Pero no es solamente Dios a quien
quiero agradecer en este momento. Un Papa no está solo en la guía de la Barca
de Pedro, si bien es su primera responsabilidad, y yo no me he sentido solo
nunca en llegar la alegría y el peso del ministerio petrino; el Señor me ha
dado tantas personas que, con generosidad y amor a Dios y a la Iglesia, me han
ayudado y han estado cercanas a mí.
Primero que nada a vosotros,
queridos hermanos cardenales: vuestra sabiduría, vuestros consejos, vuestra
amistad han sido para mí preciosos; mis colaboradores; comenzando por mi
Secretario de Estado que me ha acompañado con fidelidad en estos años; la Secretaría
de Estado y toda la Curia Romana, como también todos aquellos que, en diversos
sectores, prestan su servicio a la Santa Sede: son muchos rostros que no
aparecen, que se quedan en la sombra, pero en el silencio, en la dedicación
cotidiana, con espíritu de fe y humildad han sido para mí un sostén seguro y
confiable. ¡Un recuerdo especial para la Iglesia de Roma, mi diócesis!
No puedo olvidar a los hermanos
en el Episcopado y en el presbiterado, las personas consagradas y todo el
Pueblo de Dios: en las visitas pastorales, en los encuentros, en las
audiencias, en los viajes, siempre he percibido una gran atención y un profundo
afecto; pero también he querido a todos y a cada uno, sin distinción, con
aquella caridad pastoral que da el corazón de Pastor, sobre todo de Obispo de
Roma, de Sucesor del Apóstol Pedro. Cada día he tenido a cada uno de vosotros
en mi oración, con corazón de padre.
Quisiera que mi saludo y mi
agradecimiento alcanzase a todos: el corazón de un Papa se extiende al mundo
entero. Y quisiera expresar mi gratitud al Cuerpo diplomático ante la Santa
Sede, que hace presente a la gran familia de las naciones. Aquí también pienso
en todos aquellos que trabajan para una buena comunicación y que agradezco por
su importante servicio.
En este punto quisiera agradecer
de corazón también a todas las numerosas personas en todo el mundo que en las
últimas semanas me han enviado signos conmovedores de atención, de amistad en
la oración. Sí, el Papa nunca está solo, y ahora lo experimento nuevamente de
un modo tan grande que toca el corazón. El Papa pertenece a todos y a
tantísimas personas que se sienten cercanos a él.

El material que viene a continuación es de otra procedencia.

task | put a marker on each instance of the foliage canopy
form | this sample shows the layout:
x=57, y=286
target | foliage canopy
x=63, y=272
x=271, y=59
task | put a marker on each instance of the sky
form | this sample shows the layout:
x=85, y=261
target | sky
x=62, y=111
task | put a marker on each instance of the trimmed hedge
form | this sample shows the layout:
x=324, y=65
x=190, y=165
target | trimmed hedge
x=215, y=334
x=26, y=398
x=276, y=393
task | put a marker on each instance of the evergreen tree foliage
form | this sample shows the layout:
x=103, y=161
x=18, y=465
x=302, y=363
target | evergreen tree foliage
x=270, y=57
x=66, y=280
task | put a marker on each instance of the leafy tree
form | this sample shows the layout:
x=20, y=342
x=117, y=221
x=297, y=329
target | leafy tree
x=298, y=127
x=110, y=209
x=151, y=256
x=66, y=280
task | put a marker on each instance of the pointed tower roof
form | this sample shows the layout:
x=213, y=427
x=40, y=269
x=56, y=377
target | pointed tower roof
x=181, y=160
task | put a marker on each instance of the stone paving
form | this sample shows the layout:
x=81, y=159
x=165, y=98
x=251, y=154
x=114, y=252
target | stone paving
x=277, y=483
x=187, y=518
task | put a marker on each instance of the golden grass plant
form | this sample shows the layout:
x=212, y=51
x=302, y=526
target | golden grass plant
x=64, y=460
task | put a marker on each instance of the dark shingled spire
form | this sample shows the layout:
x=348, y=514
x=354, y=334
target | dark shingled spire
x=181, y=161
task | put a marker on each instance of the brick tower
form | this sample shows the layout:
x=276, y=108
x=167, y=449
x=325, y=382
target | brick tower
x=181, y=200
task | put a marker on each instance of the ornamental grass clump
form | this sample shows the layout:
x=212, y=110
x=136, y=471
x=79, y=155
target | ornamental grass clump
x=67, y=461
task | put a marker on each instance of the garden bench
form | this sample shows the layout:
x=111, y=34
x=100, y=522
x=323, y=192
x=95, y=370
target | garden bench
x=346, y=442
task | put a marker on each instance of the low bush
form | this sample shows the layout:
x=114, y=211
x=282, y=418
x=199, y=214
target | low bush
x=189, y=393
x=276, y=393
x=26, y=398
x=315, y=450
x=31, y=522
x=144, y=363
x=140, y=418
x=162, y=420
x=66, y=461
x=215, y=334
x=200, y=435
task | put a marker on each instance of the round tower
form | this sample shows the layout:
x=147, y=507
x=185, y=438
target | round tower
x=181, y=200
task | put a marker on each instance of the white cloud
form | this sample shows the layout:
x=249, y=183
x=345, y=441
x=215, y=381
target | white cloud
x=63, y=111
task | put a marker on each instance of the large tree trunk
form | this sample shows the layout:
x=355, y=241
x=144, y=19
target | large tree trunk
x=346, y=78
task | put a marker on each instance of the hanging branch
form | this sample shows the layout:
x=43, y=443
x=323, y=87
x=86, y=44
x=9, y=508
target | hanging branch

Es cierto que recibo cartas de
los grandes del mundo: de los Jefes de Estado, de los jefes religiosos, de los
representantes del mundo de la cultura, etcétera. Pero recibo también
muchísimas cartas de personas sencillas que me escriben simplemente desde su
corazón y me hacen sentir su afecto, que nace del estar juntos con Cristo
Jesús, en la Iglesia. Estas personas no me escriben como se escribe por ejemplo
a un príncipe o a un grande que no se conoce. Me escriben como hermanos y
hermanas o como hijos e hijas, con el sentido de una relación familiar muy
afectuosa.
Aquí se puede tocar con la mano
qué cosa es la Iglesia: no es una organización ni una asociación de fines
religiosos o humanitarios; sino un cuerpo vivo, una comunión de hermanos y
hermanas en el Cuerpo de Jesucristo, que nos une a todos. Experimentar la
Iglesia de este modo y poder casi tocar con las manos la fuerza de su verdad y
de su amor es motivo de alegría, en un tiempo en el que tantos hablan de su
declive.
En estos últimos meses, he
sentido que mis fuerzas han disminuido y he pedido a Dios con insistencia en la
oración que me ilumine con su luz para hacerme tomar la decisión más justa no
por mi bien, sino por el bien de la Iglesia. He dado este paso en la plena
conciencia de su gravedad e incluso de su novedad, pero con una profunda
serenidad de ánimo. Amar a la Iglesia significa también tener el coraje de
tomar decisiones difíciles, sufrientes, teniendo siempre primero el bien de la
Iglesia y no el de uno mismo.
Aquí permítanme volver una vez
más al 19 de abril de 2005. La gravedad de la decisión estuvo en el hecho que
desde aquel momento estaba siempre y para siempre ocupado en el Señor. Siempre
quien asume el ministerio petrino no tiene más privacidad alguna. Pertenece
siempre y totalmente a todos, a toda la Iglesia.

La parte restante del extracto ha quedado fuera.